The left of the party, and many trade unionists and grassroots members, however, appear eager for change.

Brown put on warning

The left-wing Campaign Group, while not a major force in the parliamentary party, echoed that wider feeling with a statement declaring Mr Blair had "at most" 24 months left in office and planned a "scorched earth" programme of New Labour policies before it departed the scene and entered Labour history.

It said: "Labour Party members want to move on, not move backwards.

Iraq has exploded back into the headlines in such a way as to reopen old wounds.

"This year's party conference will be looking to develop the post-Blair programme for a Real Labour government, not a warmed-up Blairite programme of privatisation, public sector job cuts, cuts in benefits and attacks on civil liberties."

That was also a pretty unambiguous warning to Gordon Brown about what will be expected from him if and when he takes over.

And while the chancellor may not lose too much sleep over what the Campaign Group wants, this is a message he has also received from union bosses he does have to worry about.

Hanging over all of this, there is Iraq and what increasingly appears to be its descent into civil war.
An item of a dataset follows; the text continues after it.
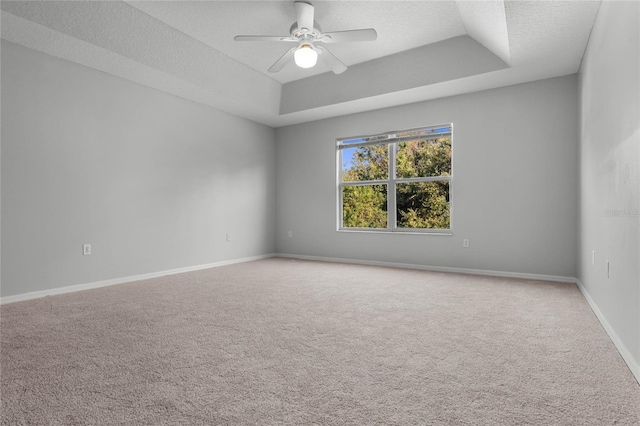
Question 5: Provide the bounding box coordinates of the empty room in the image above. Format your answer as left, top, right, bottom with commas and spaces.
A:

A British soldier escaping from an armoured vehicle in Basra
Images of Iraq have been splashed across the media
Once again, just days before the conference, the conflict has exploded back into the headlines in such a way as to reopen old wounds.

Worse for the prime minister is the image splashed over every front page and every news broadcast of a British squaddie engulfed in flames as he attempted to escape a mob fire-bombing his armoured vehicle.

It is images like that, as was discovered in the Vietnam war, that can turn the tide of domestic opinion.

There are now growing demands, even from some war supporters, for the prime minister to set a timetable for the withdrawal of British troops.

That would represent a major reverse for Mr Blair and he is not about to go down that route at the conference.

But look for all the talk of "sticking with it until the job is done" to be laced with hints about bringing our boys home as soon as possible.

What the prime minister will also want to remind his party of - albeit in a non-triumphalist fashion - is the fact he has just led them to an historic, third consecutive election victory.

Whatever his detractors may believe, that is, after all, why they elected him 11 years ago.